How the Sowetan got it wrong- AGAIN….

A journalist friend of mine asked me a really good question about this Sowetan debacle, a second one in two weeks. His question made me think deeper about what is offending me about this story. The question he asked was:  Is media (or a newspaper in this instance) a reflection of society? A mirror on which society sees itself?

You see, one big lesson I will never forget in my working life was learning the difference between CONTENT and PROCESS and that the integrity of any situation depends on an alignment of both.
The question he was asking is a content question: the activities that these people engage in truly is a reflection of our society. It could be me in that video for example. There are things that we love to do sometimes that we are not proud of.
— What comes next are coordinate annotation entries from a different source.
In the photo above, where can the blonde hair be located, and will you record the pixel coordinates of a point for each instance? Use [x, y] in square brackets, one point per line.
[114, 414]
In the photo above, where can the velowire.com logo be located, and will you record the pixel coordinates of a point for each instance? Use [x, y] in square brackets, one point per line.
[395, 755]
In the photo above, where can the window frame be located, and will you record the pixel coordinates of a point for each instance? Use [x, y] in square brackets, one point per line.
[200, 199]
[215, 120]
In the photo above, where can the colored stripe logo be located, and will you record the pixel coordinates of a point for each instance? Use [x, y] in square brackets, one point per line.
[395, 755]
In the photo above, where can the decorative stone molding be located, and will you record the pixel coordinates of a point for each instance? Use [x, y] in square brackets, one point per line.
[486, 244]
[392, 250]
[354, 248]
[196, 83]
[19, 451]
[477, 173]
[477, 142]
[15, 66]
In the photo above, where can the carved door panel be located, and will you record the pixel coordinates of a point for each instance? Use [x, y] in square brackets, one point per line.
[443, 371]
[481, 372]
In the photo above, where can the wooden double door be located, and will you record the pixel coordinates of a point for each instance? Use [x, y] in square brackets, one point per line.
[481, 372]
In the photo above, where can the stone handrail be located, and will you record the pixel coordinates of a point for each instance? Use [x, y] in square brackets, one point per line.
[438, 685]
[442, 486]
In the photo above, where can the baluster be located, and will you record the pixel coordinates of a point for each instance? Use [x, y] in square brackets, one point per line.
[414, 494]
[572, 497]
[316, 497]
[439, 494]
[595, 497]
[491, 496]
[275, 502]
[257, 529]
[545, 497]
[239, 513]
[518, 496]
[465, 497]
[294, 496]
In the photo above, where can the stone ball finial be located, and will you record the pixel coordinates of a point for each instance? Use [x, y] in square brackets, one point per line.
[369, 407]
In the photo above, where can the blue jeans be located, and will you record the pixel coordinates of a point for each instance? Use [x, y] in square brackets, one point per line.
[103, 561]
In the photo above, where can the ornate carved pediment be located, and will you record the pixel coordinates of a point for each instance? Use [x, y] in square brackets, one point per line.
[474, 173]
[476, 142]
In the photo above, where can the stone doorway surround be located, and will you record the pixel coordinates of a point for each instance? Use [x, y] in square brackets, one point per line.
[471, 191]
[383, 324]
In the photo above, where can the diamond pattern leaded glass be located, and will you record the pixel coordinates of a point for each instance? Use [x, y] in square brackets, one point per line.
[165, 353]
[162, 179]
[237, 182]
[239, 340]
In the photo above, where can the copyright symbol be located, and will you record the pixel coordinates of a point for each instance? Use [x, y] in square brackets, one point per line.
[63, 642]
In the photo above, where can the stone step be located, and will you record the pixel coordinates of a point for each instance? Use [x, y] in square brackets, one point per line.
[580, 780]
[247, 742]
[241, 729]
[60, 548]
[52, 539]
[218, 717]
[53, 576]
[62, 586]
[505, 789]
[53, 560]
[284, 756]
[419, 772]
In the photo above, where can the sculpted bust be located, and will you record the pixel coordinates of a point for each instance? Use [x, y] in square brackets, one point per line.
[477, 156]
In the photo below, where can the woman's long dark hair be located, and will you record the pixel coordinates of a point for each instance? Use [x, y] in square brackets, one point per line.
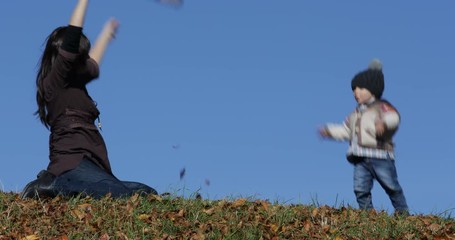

And these cops behaviour is a content issue to be debated and discussed, if the public is interested.
But HOW this content is brought into the public domain, is a different story(pun intended)- if in the midst of your process to bring the story you break every rule of decency and orderliness- however it’s defined: you break the law and manage to obfuscate any message you were trying to send- then the purpose for your action is defeated. (for example Act 65 of 1996 as amended, at least s28 of the constitution,  S1.7 of the press code of professional practice- to name a few).

So the paper has at least twice in two weeks demonstrated how it has failed in its awareness of rules of content and process.
A long answer to his short question: yes, the media is a mirror to society- but it depends also on who is holding the mirror, because what society sees is very much depended on where the mirror is facing and who is holding the mirror. And right now i do not trust the holder of the mirror, therefore I will never accept that it’s a reflection of me. (Incidentally my job involves holding a mirror to leaders everyday- the only reason they should even be listening to me is because of the credibility I carry in their eyes- otherwise, all my reflections are deflected back to me.)

So because of their not paying attention to process, Sowetan has once again deprived society of an opportunity to examine itself through dialogue. Raising the right issues in the wrong way. The perfect example of how they missed this can be heard in Thabiso Sikwane’s show on kaya fm last night- where all people were focused on was the newspaper and its treatment of the story, not the dialogue she was raising about this issue. And if that sample of messages is any benchmark to go by, the newspaper totally failed to achieve its “public interest” purpose- because no one even bothered to talk about those last two or three lines about the uniform and the police.

As a general reflection, I believe this precisely one of our journalistic challenges. Driven by intention, however noble or not- most of our journalists chase the sensation and ignore the integrity that process brings into their content.


I’m sure they made a lot of money though…was that perhaps the true intention?